By KATIE BORKOWSKI
DEDHAM – A celebration 125 years in the making was held Sept. 24 at St. Joseph Church.
Father Kevin Richter, pastor, celebrated the 11:30 a.m. Mass to commemorate the parish’s quasquicentennial. The concelebrants were Father John Gerald, parochial vicar; Father Brian Danner, a native son of the parish and Father Harry McAlpine, former pastor. The permanent deacons who assisted with the Mass were Deacons Louis Meiners, Tim Murphy and Gary Schon.
“All of us (priests and deacons) are pleased to be with you as we celebrate this significant and historical occasion – 125 years of this faith community,” said Father Richter.

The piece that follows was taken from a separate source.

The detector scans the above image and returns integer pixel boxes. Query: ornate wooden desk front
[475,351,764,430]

Quoting the first reading from the Prophet Isaiah, the priest said, “Seek the Lord while he may be found. Call on him while he is still near.”
“Isaiah was speaking to the people in his time and his generation,” said Father Richter. “He was reminding them that God is always there with them. Generations of believers have sought to follow that, including your ancestors who came to these rolling hills of now southern Carroll County to establish this community. They made that the center of their lives – literally and figuratively.”
Literally, he said, the parish community became “the root and foundation of everything that Dedham was and is about.”
“No matter how we continue to build the community here in Dedham,” said Father Richter. “No matter how we move forward as a Catholic faith community in the future, God’s graces will always be with us.”
The priest acknowledged the church is changing and the community is changing “dramatically.” He pointed out Ministry 2025, pastoral planning for the Diocese of Sioux City and not knowing how it will unfold with the shortage of priests.
“The vibrancy, the vitality of this faith community must be just as strong as it was when it was established 125 years ago,” said Father Richter. “We, too, must make it the center and anchor of our lives – literally and figuratively.”
There are many reasons to celebrate the “history, the strong Catholic identity that this community has had,” the pastor added. “May it continue to go forth for generations upon generations into the future, as we try to be the people of God we are called to be.”
At the conclusion of Mass, Father Richter welcomed Father Danner to offer the meal prayer before the congregation walked over to the city park for a picnic.
“Lord our God, we gather in thanks and praise to all our brothers and sisters from near and far, both living and deceased who have brought us to this point in our Catholic faith as we celebrate 125 years,” prayed Father Danner. “For all our blessings we praise you and bless you.”
After the 100th anniversary of the parish 25 years ago, parishioners knew they wanted to celebrate the 125th, said Linda Sporrer, a parishioner who helped plan the 125th celebration.
“It is important to recognize what our forefathers have done before us and to continue what they started,” said Sporrer. “Dedham is a town that likes to celebrate. In the last year, we were thinking about what we wanted to do. We didn’t do this as elaborate as we did our centennial. We decided on a one-day celebration.”
A group of volunteers came together to plan the celebration – parish directors, finance council, guild officers and others.
“All we had to do was ask people and they were more than willing to pitch in,” said Sporrer. “We have a great group of volunteers. We say, ‘We work hard and we play hard.’ Any time a project needs to be done all we have to do is ask people and everyone is more than willing.”
Along with the picnic, there were games planned and a live band from Coon Rapids provided entertainment. A parish directory is also in the works and will include pictures from the celebration along with the history of the parish.
Life-long parishioner Donna Ankenbauer, 83, thought it was great to be in attendance at the 125th celebration.
“I am glad I’m here,” she said. “My dad helped build the (current) church. I went to school here. When they tore the school down in 1992, I and another lady made all the meals in the church basement.”
Ankenbauer commented there is a feeling of knowing “you are welcome, this is the place to be and you know it will always be.”